The content of the Gospels, however, reveals a heavy emphasis on the material side of things. Jesus healed the sick constantly and fed the hungry in great numbers. The people He helped materially were not followers in the strict sense of the word before or after He assisted them. In some cases they were hateful after being helped. And what He did in His ministry is what He taught we should do in ours.
Jesus said we should do good to people that hate us, even lending to them (Matt. 5:44-45; Luke 6:35) only because they need it, never because they deserve it. When we do, He said we are acting like God.
Jesus broke the law when He healed a man on the Sabbath and He said it was justified because He was doing a good humanitarian deed. The implication? It is evil to fail to meet desperate material needs when we can, even on a holy day. The religious leaders responded by making plans to kill Him. Obviously, religiously rigid people don’t easily catch on.

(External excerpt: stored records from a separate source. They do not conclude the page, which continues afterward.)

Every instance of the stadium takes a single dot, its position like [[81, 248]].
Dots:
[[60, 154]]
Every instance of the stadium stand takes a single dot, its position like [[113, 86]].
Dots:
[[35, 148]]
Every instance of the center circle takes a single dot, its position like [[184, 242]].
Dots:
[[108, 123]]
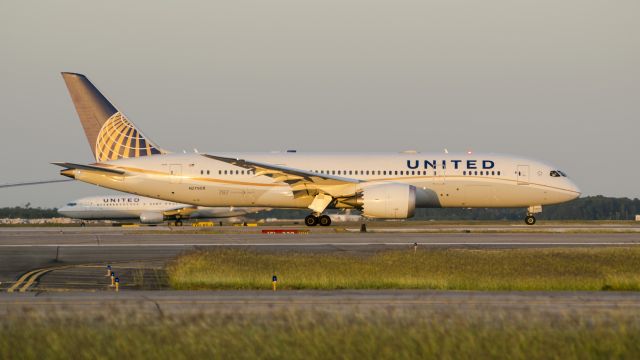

Jesus taught that the second of the two great commandments is “love your neighbor as you love yourself” and in the Sermon on the Mount He said, “do unto others as you would have them do unto you.” These statements are not difficult to understand but they are very easy to smoke screen.
A lawyer, who was very familiar with these teachings, attempted to confuse the issue by asking one qualifying question: who is my neighbor? In response Jesus told the story of the Good Samaritan (Luke 10:25-37). The point?
- Doing good, even in the material sense, shoiuld be an automatic response.
- Everyone is a neighbor even those you love to hate.
- It will cost time, money and effort (very inconvenient) but it is the right thing to do.
Bottom line? Being neutral in the face of material human need is nothing but selfishness even when whitewashed by the appearance of spiritual good.
What “good” are you doing? What do you THINK!AboutIt?